An Afternoon on Wadmalaw Island

To the west of Charleston lies an island that in some regards time has forgotten. This small island community was first explored by the British in 1666 and has been considered by many as Charleston’s “Back Porch”. Compared to the neighboring areas of John’s Island and James Island, Wadmalaw Island is mostly undeveloped with a handful of small villages and businesses. With access limited to a single bridge and two main roads, Wadmalaw Island and it’s 2,500 year round residents are fairly isolated compared to other island communities around Charleston.

Recently, I took an afternoon to ride the quiet back roads around Wadmalaw Island on a 2017 BMW R1200 GS. Timewise, Wadmalaw Island is about 30 to 40 minutes away from Charleston and once you cross the small bridge to get onto the island you start riding through a dense canopy of Southern Live Oaks. The main road on the island is the Maybank Highway and it winds it’s way through the central part of the island until it ends in the small village of Rockville on the islands southern shore. Off of Maybank Highway are most of the small villages as well as America’s only tea garden, the Charleston Tea Plantation. What began as an experiment in the 1960’s by Lipton has turned into the home of the only mass produced tea that is grown in America.

Following Maybank Highway down to its terminus is the small coastal village of Rockville. It is believed that Rockville was the site of the first landing and colonization efforts by the British on Wadmalaw Island. Rockville is home to a small historic district that has many Low Country styled homes dating back to the 1700’s and a small grocery store named Hum’s Grocery. Hum’s offers fresh local produce and some great homemade BBQ sandwiches which I highly recommend.

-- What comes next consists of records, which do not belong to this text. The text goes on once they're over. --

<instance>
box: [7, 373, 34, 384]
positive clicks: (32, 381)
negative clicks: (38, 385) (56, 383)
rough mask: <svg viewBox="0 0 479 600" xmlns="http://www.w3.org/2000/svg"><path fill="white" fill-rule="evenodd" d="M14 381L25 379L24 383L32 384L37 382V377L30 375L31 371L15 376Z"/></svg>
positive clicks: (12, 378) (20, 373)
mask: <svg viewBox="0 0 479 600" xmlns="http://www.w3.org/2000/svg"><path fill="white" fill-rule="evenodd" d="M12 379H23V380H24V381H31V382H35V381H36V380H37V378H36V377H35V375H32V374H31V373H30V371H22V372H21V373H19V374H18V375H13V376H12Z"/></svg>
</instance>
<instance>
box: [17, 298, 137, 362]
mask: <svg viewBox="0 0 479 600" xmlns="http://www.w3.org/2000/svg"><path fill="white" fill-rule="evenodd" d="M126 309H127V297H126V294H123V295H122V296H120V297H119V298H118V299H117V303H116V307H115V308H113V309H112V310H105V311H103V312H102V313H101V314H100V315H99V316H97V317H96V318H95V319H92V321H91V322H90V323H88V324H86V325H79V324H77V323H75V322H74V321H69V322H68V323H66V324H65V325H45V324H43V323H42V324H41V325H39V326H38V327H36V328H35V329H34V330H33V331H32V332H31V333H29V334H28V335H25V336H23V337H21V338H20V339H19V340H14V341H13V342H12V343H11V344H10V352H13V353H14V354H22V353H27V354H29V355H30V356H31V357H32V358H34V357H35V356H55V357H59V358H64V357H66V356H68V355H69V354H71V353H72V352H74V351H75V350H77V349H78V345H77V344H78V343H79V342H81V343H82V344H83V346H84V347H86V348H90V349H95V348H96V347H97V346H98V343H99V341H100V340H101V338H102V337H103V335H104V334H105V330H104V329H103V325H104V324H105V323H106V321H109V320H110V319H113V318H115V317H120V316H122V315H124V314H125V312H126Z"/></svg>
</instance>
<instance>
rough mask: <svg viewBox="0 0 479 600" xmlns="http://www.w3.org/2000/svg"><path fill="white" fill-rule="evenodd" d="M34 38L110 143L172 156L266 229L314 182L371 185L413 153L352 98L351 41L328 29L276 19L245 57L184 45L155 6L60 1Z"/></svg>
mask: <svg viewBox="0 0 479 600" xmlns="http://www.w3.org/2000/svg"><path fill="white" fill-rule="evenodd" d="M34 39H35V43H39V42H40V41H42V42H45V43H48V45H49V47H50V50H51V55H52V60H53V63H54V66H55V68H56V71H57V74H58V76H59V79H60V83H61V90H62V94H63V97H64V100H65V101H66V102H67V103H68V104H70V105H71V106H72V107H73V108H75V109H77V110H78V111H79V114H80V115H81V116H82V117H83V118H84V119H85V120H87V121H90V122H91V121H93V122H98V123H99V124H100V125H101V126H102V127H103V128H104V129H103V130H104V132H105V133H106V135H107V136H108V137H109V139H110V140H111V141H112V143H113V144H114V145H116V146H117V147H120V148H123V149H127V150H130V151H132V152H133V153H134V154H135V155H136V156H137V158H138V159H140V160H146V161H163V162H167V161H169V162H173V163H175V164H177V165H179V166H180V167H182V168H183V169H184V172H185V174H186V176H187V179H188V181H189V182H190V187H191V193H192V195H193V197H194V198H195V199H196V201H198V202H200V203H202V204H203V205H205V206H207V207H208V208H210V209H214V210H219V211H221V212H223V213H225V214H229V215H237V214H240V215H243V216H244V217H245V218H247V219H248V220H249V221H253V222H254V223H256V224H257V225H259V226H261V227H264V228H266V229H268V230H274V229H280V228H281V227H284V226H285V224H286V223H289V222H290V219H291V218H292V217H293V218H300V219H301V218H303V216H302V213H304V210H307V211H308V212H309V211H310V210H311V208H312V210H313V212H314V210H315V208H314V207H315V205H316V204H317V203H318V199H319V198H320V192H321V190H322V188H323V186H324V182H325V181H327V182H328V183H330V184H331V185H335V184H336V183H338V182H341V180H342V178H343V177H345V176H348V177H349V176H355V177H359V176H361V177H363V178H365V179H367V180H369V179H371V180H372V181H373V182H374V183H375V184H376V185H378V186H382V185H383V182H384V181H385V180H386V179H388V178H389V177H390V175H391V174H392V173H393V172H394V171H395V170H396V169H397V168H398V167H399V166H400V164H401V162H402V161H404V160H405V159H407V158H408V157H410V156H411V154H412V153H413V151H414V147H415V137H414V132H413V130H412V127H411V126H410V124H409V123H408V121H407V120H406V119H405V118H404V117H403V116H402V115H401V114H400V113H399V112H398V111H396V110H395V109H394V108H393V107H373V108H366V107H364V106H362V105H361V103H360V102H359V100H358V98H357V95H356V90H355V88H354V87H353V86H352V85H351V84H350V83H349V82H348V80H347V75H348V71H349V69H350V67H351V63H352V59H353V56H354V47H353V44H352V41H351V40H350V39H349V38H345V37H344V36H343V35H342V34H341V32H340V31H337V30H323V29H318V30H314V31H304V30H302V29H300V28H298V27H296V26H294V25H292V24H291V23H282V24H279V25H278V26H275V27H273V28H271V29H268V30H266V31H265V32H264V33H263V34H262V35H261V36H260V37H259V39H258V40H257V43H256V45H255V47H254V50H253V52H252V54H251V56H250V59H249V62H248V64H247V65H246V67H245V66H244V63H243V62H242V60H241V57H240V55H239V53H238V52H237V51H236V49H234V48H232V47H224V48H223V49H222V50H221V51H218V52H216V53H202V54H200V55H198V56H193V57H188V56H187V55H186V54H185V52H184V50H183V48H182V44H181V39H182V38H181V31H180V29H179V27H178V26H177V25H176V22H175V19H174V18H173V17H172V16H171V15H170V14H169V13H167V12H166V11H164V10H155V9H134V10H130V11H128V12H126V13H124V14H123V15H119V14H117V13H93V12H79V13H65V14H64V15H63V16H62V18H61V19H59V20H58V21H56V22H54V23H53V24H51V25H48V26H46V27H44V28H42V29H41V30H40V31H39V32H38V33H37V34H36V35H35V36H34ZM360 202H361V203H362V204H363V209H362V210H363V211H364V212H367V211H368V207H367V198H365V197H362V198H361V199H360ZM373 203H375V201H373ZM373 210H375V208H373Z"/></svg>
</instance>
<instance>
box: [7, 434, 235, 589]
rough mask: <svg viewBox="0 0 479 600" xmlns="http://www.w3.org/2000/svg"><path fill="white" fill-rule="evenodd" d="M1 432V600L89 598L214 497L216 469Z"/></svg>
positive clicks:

After a quick bite to eat I decided it was time to get off the pavement and start exploring the miles of sand roads on Wadmalaw Island. The BMW was at home on the hard packed sand and I enjoyed putting it through it’s paces as I rode through the islands wooded areas. Eventually, I worked my over to Bears Bluff Road which is the other main road on the island. Heading west on Bears Bluff Road takes you past Deepwater Vineyard which is a small local winery that’s quickly producing several popular red and white wines. After passing the winery I decided it was time to head back home to Charleston and rode a few more sand roads before I jumped back onto Maybank Highway.

Wrapping up, Wadmalaw Island is a great place for an afternoon ride to get away from the hustle and bustle of Charleston. I think on the entire ride I saw maybe five cars driving on the island which kind of gives you an idea on how quiet it is. The sand roads were great to ride on and an adventure bike would certainly be at home on them. As for the sights and sounds the island’s isolation is what gives it it’s appeal however, the Charleston Tea Plantation and Deepwater Vineyards are two places worth visiting. If your ever in the Low Country or Charleston it might be worth taking a ride out to Wadmalaw Island for a couple hours.